"It's certainly been promoted to the players that the concept of 400 is a reality, and that we should be the first team to achieve it," coach John Buchanan was quoted as saying in 'The Australian'.
"The concept's there, and I think it's another of those little hills the One-day side is striving to achieve," he said about the goal which only one team has come close to in 2,213 ODIs contested around the world over 34 years.
Sri Lanka had scored 398 for five in 50 overs against the minnows Kenya in Kandy on the way to their maiden World Cup title in 1996.
Buchanan said the Australian want to reach new horizons.
"Rather than being happy with 'yeah, we're beating everybody' - and we like to win - we need to keep raising ourselves. This is just one example, and there's no reason why it can't be achieved."
Ricky Ponting, since taking over as one-day captain three years ago, has been inspiring his team to strive to improve in every match.
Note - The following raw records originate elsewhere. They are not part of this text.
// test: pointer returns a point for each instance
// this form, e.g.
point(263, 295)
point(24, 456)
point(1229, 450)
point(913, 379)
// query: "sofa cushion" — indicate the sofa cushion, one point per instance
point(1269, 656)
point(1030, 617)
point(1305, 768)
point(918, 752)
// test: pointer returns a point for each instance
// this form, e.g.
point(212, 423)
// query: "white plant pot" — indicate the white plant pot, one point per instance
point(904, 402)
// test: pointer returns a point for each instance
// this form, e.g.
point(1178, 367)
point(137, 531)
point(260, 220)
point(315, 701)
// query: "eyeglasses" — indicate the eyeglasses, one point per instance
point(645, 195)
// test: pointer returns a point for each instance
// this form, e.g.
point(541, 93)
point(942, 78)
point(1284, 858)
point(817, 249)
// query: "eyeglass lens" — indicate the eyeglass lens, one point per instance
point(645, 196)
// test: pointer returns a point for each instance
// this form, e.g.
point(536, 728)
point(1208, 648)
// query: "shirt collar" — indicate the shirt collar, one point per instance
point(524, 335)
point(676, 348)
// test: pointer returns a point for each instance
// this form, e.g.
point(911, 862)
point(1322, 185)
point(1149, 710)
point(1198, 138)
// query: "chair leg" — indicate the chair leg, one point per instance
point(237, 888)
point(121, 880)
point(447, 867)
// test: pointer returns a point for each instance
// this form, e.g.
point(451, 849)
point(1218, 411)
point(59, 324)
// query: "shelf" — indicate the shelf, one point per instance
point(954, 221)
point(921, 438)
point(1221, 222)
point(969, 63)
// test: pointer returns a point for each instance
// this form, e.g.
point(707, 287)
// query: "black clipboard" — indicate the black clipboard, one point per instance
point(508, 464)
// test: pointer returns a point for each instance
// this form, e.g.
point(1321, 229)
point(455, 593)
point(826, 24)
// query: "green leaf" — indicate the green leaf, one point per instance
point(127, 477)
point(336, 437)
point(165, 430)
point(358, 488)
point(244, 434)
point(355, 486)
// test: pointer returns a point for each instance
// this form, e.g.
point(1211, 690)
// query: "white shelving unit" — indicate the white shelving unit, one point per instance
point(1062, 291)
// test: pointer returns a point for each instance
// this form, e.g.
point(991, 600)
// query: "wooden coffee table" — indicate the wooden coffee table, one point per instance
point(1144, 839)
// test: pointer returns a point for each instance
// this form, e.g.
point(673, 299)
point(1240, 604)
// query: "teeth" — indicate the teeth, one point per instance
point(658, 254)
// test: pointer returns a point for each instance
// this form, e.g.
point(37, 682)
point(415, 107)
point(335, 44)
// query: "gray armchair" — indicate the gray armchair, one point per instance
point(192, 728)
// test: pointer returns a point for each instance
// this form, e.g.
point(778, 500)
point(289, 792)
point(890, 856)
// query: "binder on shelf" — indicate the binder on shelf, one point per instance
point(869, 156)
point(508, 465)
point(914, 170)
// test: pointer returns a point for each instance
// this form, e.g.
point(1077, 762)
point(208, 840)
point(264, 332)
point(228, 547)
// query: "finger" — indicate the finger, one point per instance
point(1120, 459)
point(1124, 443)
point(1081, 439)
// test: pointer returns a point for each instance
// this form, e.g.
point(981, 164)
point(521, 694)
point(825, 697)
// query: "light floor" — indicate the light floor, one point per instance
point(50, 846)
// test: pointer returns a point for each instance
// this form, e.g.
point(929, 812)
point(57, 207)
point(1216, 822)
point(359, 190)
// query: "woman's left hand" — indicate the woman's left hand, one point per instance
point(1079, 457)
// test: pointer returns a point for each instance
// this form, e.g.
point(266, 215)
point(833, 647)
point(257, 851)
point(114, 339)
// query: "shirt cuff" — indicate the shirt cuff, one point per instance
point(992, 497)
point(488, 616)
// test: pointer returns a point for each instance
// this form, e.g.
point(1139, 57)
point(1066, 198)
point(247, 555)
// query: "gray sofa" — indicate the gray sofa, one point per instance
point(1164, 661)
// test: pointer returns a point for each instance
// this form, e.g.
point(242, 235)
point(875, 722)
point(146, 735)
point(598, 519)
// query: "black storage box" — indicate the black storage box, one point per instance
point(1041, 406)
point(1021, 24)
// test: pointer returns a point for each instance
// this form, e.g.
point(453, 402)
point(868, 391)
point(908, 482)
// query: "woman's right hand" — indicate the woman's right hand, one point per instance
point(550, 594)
Four of Australia's five highest one-day totals have been posted since 2002, when Ponting took over.
The current constitution of his team, with Adam Gilchrist, Matthew Hayden, Ponting and Andrew Symonds in the top five, makes a 400-plus total look attainable.
"I think it (400) will happen and I think it's something that's pretty achievable for our side," Ponting said. "It's not really anything we've sat down and spoken about, but it has been written on some of our team meeting blackboards at times - and with our team we think it's something that's achievable."
Ponting and Buchanan believe a score of 400 is achievable at any venue, including the vast Australian grounds, provided the team institutes a couple of changes to their current one-day game plan.
The first is that the openers partner for 200 or more in the first 30 overs and lay a solid foundation.
Buchanan believes that one of the openers must adopt the sort of role Geoff Marsh played in the late 1980s and early '90s by batting unbeaten throughout the innings, albeit with quick scoring.
"We need a good launch pad to work from and that may mean going back to the old days where the Geoff Marshes of the world batted through an innings," Buchanan said.
"Where he would finish with 130 or around that mark, it may mean we need to have one bloke make 180 or go on to become the first to make 200.
"Either that, or we've got to get two scores of 140 or 150. And we would have to do some simple things like running between wickets better to pick up a further 10 or 20 runs an innings."
Ponting said batsmen would also need to work on their mind-set not to give up their job after scoring past 300.